Dive Brief:
- Non-White employees make an average of 85.6 cents for every dollar a White employee makes, a report software company Visier released July 13 revealed. At the current rate of change, it could take 25 years to achieve pay parity. For Black employees, the situation is even worse; in 2020, Black workers made 66.7 cents per dollar compared to White employees — barely a cent higher than in 2017. "At this rate, it would take Black employees nearly 78 years to reach pay equity with their [White] counterparts," Visier stated.
- The report also pointed to a "manager divide," noting that employees from underrepresented groups have to work longer and harder to get promoted into a managerial role. "It takes 10 years longer for a Black employee to reach their career peak than a [White] employee," the report said.

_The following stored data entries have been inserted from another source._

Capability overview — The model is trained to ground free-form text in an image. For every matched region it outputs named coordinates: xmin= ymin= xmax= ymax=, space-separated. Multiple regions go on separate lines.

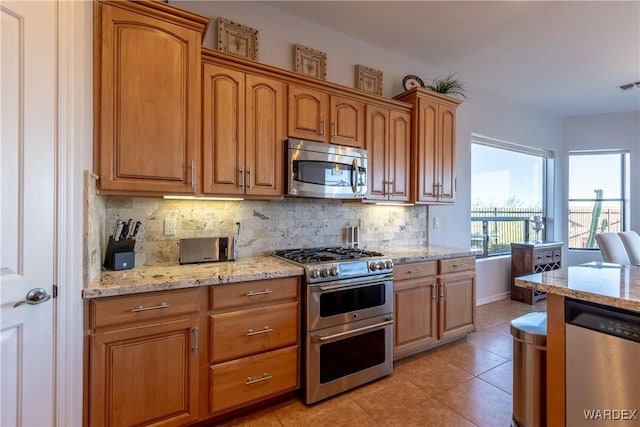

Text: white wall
xmin=562 ymin=112 xmax=640 ymax=266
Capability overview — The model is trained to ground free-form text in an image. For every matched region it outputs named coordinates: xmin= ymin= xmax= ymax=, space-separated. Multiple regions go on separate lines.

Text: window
xmin=568 ymin=151 xmax=629 ymax=249
xmin=471 ymin=134 xmax=552 ymax=257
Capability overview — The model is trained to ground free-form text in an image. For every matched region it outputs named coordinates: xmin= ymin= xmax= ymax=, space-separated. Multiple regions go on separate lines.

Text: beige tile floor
xmin=217 ymin=298 xmax=547 ymax=427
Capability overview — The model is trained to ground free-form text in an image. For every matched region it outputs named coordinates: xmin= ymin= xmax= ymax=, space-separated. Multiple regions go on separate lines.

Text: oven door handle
xmin=316 ymin=276 xmax=392 ymax=292
xmin=312 ymin=319 xmax=393 ymax=342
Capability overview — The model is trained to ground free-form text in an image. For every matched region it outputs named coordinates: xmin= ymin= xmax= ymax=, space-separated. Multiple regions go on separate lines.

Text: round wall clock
xmin=402 ymin=75 xmax=425 ymax=90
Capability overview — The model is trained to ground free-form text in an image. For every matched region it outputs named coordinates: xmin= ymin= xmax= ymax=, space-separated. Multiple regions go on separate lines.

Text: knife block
xmin=103 ymin=236 xmax=136 ymax=270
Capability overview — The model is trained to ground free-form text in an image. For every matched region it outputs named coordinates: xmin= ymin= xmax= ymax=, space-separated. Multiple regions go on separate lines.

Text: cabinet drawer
xmin=534 ymin=250 xmax=555 ymax=265
xmin=210 ymin=277 xmax=299 ymax=311
xmin=89 ymin=288 xmax=201 ymax=329
xmin=210 ymin=345 xmax=298 ymax=414
xmin=438 ymin=257 xmax=475 ymax=275
xmin=393 ymin=261 xmax=437 ymax=281
xmin=210 ymin=301 xmax=298 ymax=363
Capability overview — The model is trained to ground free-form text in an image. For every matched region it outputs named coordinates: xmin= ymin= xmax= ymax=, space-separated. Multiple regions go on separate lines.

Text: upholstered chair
xmin=618 ymin=231 xmax=640 ymax=265
xmin=594 ymin=232 xmax=631 ymax=265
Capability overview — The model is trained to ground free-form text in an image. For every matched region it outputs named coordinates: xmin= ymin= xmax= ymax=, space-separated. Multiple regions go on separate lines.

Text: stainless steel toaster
xmin=179 ymin=237 xmax=235 ymax=264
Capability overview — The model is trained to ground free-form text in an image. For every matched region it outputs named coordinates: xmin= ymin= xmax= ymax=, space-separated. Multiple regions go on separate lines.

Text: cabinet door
xmin=89 ymin=318 xmax=201 ymax=427
xmin=365 ymin=105 xmax=389 ymax=200
xmin=439 ymin=274 xmax=476 ymax=340
xmin=416 ymin=98 xmax=439 ymax=202
xmin=287 ymin=85 xmax=329 ymax=141
xmin=330 ymin=95 xmax=365 ymax=148
xmin=245 ymin=74 xmax=286 ymax=196
xmin=437 ymin=104 xmax=457 ymax=202
xmin=388 ymin=110 xmax=411 ymax=201
xmin=97 ymin=4 xmax=200 ymax=194
xmin=202 ymin=64 xmax=245 ymax=195
xmin=394 ymin=279 xmax=438 ymax=359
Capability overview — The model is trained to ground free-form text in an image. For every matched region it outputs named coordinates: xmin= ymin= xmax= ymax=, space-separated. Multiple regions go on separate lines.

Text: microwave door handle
xmin=351 ymin=159 xmax=358 ymax=194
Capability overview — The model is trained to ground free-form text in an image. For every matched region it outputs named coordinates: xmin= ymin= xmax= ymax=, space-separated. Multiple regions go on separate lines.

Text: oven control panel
xmin=306 ymin=258 xmax=393 ymax=283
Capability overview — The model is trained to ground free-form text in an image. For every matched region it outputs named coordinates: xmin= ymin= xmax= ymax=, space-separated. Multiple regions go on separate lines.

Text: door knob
xmin=13 ymin=288 xmax=52 ymax=308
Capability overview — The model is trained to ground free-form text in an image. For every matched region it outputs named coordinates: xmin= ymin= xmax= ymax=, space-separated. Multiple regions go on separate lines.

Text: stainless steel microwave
xmin=286 ymin=138 xmax=368 ymax=199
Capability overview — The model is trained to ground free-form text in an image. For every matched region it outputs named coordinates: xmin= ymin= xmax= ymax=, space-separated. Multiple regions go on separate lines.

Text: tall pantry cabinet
xmin=93 ymin=0 xmax=208 ymax=194
xmin=394 ymin=88 xmax=462 ymax=203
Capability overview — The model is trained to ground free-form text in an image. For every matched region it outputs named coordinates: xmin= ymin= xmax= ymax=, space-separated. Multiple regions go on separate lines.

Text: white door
xmin=1 ymin=1 xmax=56 ymax=426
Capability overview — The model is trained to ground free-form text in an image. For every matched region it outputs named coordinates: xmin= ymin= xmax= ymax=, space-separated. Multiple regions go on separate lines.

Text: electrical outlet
xmin=164 ymin=219 xmax=176 ymax=236
xmin=359 ymin=218 xmax=366 ymax=229
xmin=234 ymin=219 xmax=242 ymax=233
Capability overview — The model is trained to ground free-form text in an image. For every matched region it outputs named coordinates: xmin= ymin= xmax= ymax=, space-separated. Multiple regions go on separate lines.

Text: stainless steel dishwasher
xmin=565 ymin=298 xmax=640 ymax=427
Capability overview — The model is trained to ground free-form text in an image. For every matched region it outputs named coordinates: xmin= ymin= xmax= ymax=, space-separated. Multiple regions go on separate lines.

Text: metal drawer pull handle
xmin=407 ymin=268 xmax=424 ymax=274
xmin=245 ymin=373 xmax=272 ymax=385
xmin=313 ymin=319 xmax=393 ymax=342
xmin=452 ymin=263 xmax=468 ymax=268
xmin=131 ymin=302 xmax=169 ymax=312
xmin=246 ymin=326 xmax=274 ymax=336
xmin=245 ymin=289 xmax=272 ymax=296
xmin=192 ymin=327 xmax=199 ymax=354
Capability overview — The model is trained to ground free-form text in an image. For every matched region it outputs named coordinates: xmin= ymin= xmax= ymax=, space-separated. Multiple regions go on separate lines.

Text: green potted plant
xmin=426 ymin=72 xmax=468 ymax=99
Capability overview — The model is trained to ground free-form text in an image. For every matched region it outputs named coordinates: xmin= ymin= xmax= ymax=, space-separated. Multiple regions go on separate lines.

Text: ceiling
xmin=265 ymin=1 xmax=640 ymax=117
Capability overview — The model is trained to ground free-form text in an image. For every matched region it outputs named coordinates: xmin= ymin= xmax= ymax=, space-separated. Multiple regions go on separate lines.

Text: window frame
xmin=470 ymin=134 xmax=553 ymax=258
xmin=567 ymin=150 xmax=629 ymax=250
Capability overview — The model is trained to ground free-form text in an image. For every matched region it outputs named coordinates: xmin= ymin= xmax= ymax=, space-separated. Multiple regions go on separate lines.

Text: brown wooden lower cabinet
xmin=208 ymin=277 xmax=300 ymax=416
xmin=393 ymin=257 xmax=476 ymax=360
xmin=86 ymin=288 xmax=204 ymax=427
xmin=85 ymin=277 xmax=301 ymax=426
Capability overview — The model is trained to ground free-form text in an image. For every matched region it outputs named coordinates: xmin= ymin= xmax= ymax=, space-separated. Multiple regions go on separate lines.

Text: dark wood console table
xmin=510 ymin=241 xmax=563 ymax=304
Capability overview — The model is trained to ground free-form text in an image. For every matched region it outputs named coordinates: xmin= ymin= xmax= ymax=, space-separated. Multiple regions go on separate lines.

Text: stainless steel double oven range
xmin=274 ymin=247 xmax=394 ymax=404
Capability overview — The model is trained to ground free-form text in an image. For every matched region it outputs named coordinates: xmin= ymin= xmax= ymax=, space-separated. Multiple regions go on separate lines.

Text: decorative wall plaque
xmin=217 ymin=17 xmax=258 ymax=60
xmin=293 ymin=44 xmax=327 ymax=80
xmin=356 ymin=65 xmax=383 ymax=96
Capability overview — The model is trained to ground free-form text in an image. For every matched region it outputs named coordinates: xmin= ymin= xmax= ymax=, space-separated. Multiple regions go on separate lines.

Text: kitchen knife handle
xmin=113 ymin=221 xmax=124 ymax=241
xmin=189 ymin=160 xmax=196 ymax=188
xmin=131 ymin=221 xmax=141 ymax=239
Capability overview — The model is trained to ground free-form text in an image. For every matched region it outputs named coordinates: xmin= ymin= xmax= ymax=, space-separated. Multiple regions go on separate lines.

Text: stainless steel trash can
xmin=510 ymin=312 xmax=547 ymax=427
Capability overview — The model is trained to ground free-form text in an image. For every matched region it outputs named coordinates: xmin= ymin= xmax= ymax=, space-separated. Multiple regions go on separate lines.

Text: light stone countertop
xmin=515 ymin=262 xmax=640 ymax=312
xmin=380 ymin=245 xmax=477 ymax=264
xmin=83 ymin=256 xmax=303 ymax=299
xmin=84 ymin=245 xmax=476 ymax=299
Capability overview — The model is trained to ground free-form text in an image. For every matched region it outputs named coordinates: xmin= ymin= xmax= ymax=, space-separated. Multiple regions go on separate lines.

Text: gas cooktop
xmin=273 ymin=247 xmax=393 ymax=284
xmin=274 ymin=247 xmax=384 ymax=264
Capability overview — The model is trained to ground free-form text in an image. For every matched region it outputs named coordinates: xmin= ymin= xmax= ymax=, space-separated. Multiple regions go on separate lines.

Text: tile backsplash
xmin=101 ymin=197 xmax=428 ymax=267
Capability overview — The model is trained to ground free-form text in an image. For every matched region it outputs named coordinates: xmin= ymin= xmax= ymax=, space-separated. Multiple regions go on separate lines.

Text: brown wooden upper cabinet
xmin=202 ymin=63 xmax=286 ymax=197
xmin=94 ymin=1 xmax=209 ymax=194
xmin=365 ymin=105 xmax=411 ymax=202
xmin=394 ymin=88 xmax=461 ymax=204
xmin=288 ymin=84 xmax=365 ymax=148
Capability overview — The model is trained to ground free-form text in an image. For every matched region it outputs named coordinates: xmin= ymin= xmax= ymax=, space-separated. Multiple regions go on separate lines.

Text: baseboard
xmin=476 ymin=291 xmax=510 ymax=306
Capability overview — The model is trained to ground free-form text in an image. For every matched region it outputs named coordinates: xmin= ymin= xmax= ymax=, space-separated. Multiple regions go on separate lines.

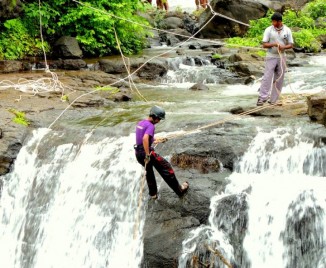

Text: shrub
xmin=292 ymin=29 xmax=321 ymax=52
xmin=303 ymin=0 xmax=326 ymax=20
xmin=0 ymin=19 xmax=49 ymax=60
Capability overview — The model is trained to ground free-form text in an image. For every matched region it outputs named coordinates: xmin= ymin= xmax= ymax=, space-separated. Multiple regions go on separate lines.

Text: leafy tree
xmin=303 ymin=0 xmax=326 ymax=20
xmin=22 ymin=0 xmax=150 ymax=57
xmin=0 ymin=18 xmax=49 ymax=60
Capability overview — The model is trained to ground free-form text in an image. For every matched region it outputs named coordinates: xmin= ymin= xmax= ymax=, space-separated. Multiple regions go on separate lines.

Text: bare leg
xmin=200 ymin=0 xmax=207 ymax=8
xmin=156 ymin=0 xmax=163 ymax=9
xmin=163 ymin=1 xmax=169 ymax=12
xmin=195 ymin=0 xmax=199 ymax=10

- For its report, Visier relied on its database of anonymized, standardized workforce records, analyzing the years 2017-2020. It looked at a subset of 400,000 U.S. employees from a "wide range of industries," including healthcare, tech, financial services and insurance, energy and manufacturing.
Dive Insight:
While federal legislation exists to prohibit pay discrimination on the basis of factors like gender and race, employers have continued to lag in achieving pay equity between groups. Experts predicted the Biden administration would redouble government efforts on pay equity, and the Paycheck Fairness Act passed the House in April — but it stalled in the Senate, and it focused on sex discrimination, noninclusive of race. Even in these situations, pay discrimination tends to pertain to "controlled" situations, referring to "equal pay for equal work."
Visier's report used an "uncontrolled" method to determine the pay gap, meaning it evaluated workers' race and pay only, irrespective of factors like job title, industry, job location, level of education and experience. A Payscale report HR Dive examined in 2020 found that in a controlled analysis — comparing men and women with similar job titles, educations and more — women in the controlled group made 98 cents per every dollar a man made, a significant jump from the 81-cents-per-dollar gap the survey found in its uncontrolled approach.

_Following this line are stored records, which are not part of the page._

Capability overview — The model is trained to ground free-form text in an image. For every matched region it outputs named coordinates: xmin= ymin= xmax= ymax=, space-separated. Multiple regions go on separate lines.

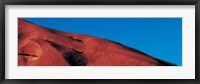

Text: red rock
xmin=18 ymin=18 xmax=176 ymax=66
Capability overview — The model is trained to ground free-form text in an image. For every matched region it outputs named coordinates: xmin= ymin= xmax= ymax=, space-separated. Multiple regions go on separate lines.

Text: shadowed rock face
xmin=18 ymin=18 xmax=176 ymax=66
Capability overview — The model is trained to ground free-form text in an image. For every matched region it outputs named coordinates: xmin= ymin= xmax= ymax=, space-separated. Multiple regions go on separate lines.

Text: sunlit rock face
xmin=18 ymin=18 xmax=176 ymax=66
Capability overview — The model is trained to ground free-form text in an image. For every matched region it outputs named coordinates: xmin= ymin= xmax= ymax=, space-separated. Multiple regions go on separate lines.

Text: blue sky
xmin=22 ymin=18 xmax=182 ymax=66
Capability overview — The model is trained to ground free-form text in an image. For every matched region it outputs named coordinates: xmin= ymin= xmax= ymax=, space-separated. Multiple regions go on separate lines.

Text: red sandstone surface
xmin=18 ymin=18 xmax=176 ymax=66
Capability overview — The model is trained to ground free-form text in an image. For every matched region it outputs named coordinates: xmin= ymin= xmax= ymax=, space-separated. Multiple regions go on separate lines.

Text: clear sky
xmin=22 ymin=18 xmax=182 ymax=66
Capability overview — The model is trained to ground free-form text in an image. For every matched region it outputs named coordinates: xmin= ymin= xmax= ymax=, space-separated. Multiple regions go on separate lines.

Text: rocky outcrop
xmin=18 ymin=18 xmax=176 ymax=66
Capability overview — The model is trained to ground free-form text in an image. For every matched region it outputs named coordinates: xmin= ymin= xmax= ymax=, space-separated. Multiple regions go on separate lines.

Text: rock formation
xmin=18 ymin=18 xmax=176 ymax=66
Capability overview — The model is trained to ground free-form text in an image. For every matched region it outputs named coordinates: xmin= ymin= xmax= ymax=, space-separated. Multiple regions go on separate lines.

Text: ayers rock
xmin=18 ymin=18 xmax=176 ymax=66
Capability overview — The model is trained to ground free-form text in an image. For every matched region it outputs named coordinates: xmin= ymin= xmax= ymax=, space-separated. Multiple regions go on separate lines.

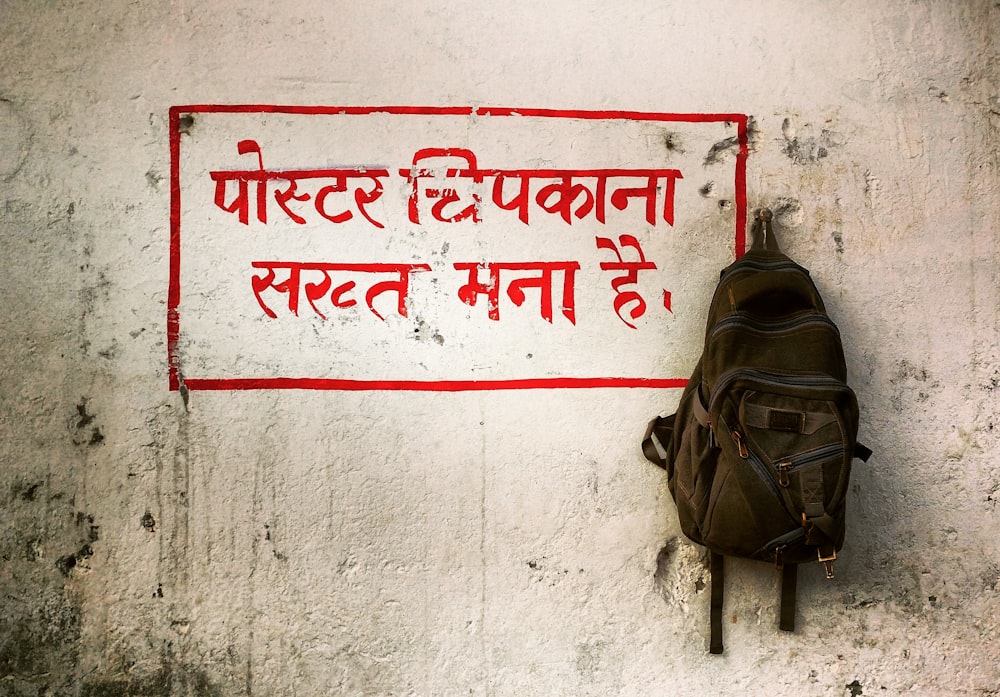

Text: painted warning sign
xmin=168 ymin=106 xmax=748 ymax=391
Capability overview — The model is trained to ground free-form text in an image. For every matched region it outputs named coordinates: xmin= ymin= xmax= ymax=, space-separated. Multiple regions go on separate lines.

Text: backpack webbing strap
xmin=779 ymin=563 xmax=798 ymax=631
xmin=742 ymin=403 xmax=836 ymax=435
xmin=800 ymin=465 xmax=826 ymax=520
xmin=855 ymin=442 xmax=873 ymax=462
xmin=641 ymin=414 xmax=674 ymax=470
xmin=710 ymin=552 xmax=725 ymax=654
xmin=692 ymin=386 xmax=710 ymax=428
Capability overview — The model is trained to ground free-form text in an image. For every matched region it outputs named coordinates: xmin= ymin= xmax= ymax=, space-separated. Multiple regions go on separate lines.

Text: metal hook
xmin=757 ymin=208 xmax=773 ymax=247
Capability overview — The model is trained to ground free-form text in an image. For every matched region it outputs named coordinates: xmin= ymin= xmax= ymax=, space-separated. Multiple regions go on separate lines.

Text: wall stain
xmin=863 ymin=170 xmax=881 ymax=208
xmin=78 ymin=270 xmax=112 ymax=356
xmin=0 ymin=587 xmax=81 ymax=694
xmin=705 ymin=136 xmax=738 ymax=165
xmin=653 ymin=537 xmax=678 ymax=583
xmin=146 ymin=168 xmax=164 ymax=190
xmin=1 ymin=470 xmax=87 ymax=694
xmin=832 ymin=230 xmax=845 ymax=255
xmin=410 ymin=318 xmax=445 ymax=346
xmin=663 ymin=131 xmax=684 ymax=153
xmin=10 ymin=479 xmax=44 ymax=502
xmin=72 ymin=398 xmax=105 ymax=447
xmin=0 ymin=96 xmax=33 ymax=181
xmin=781 ymin=117 xmax=845 ymax=165
xmin=982 ymin=368 xmax=1000 ymax=392
xmin=889 ymin=359 xmax=940 ymax=411
xmin=575 ymin=639 xmax=607 ymax=680
xmin=526 ymin=556 xmax=572 ymax=586
xmin=653 ymin=537 xmax=708 ymax=610
xmin=177 ymin=114 xmax=195 ymax=136
xmin=773 ymin=198 xmax=805 ymax=228
xmin=141 ymin=510 xmax=157 ymax=532
xmin=55 ymin=512 xmax=99 ymax=576
xmin=80 ymin=660 xmax=223 ymax=697
xmin=703 ymin=117 xmax=759 ymax=166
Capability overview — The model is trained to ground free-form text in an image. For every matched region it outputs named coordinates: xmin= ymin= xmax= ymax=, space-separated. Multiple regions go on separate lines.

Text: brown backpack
xmin=642 ymin=208 xmax=871 ymax=654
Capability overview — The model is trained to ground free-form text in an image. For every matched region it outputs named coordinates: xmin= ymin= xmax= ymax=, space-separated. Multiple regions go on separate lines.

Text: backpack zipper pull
xmin=817 ymin=548 xmax=837 ymax=579
xmin=776 ymin=460 xmax=792 ymax=487
xmin=731 ymin=430 xmax=748 ymax=459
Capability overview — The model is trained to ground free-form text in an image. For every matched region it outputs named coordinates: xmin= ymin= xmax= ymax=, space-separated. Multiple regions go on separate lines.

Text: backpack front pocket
xmin=739 ymin=385 xmax=853 ymax=518
xmin=705 ymin=370 xmax=859 ymax=558
xmin=700 ymin=413 xmax=801 ymax=558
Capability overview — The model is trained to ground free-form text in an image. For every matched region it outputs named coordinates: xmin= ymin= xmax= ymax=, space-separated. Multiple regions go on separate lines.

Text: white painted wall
xmin=1 ymin=1 xmax=998 ymax=695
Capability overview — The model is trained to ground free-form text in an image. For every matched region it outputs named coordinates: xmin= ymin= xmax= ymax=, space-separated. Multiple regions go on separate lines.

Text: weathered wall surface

The factors contributing to an uncontrolled pay gap are more complicated, multifarious and hard to pin down, but may speak to a lack of advancement opportunity for the employees of color. In its report, Visier affirmed this analysis, attributing the findings to an "opportunity gap" caused by what it called the "manager divide."
"I think the main barrier to closing the pay gap is career progress," Lexy Martin, principal, research and customer value at Visier, told HR Dive. "[Underrepresented groups] have less opportunities, less pay, less opportunities to become managers. So there's pay gaps, wealth gaps. When promotions are happening, they're happening later in their careers. So they have less opportunity to accumulate wealth."
Visier further analyzed the data, separating managerial from non-managerial positions (every employee profile is separated into one category or the other). This analysis showed that White workers more quickly made it into managerial positions; for those in the 25-to-30 age category, the manager ratio for White employees was 7.5%, compared to 3.7% for non-White employees. The managerial gap keeps widening until the age of 55, when it converges slightly, Visier found. As with the pay gap, the managerial gap between Black and White employees was larger still. For the 40 to 45 age group, 11% of Black employees and 25% of White employees were in managerial roles.
Employers who seek to provide pay equity can approach it in two ways, experts have said. First, conduct a pay audit to enable for both controlled and uncontrolled comparisons. Create a plan to address significant controlled pay gaps, occurring between employees with similar roles and experience but who differ in race, sex, or other superficial factors.
Second, explore diversity and inclusion strategies that give workers of color more internal workplace mobility and shrink the opportunity gap through efforts like mentoring, practicing allyship and providing training and reskilling opportunities.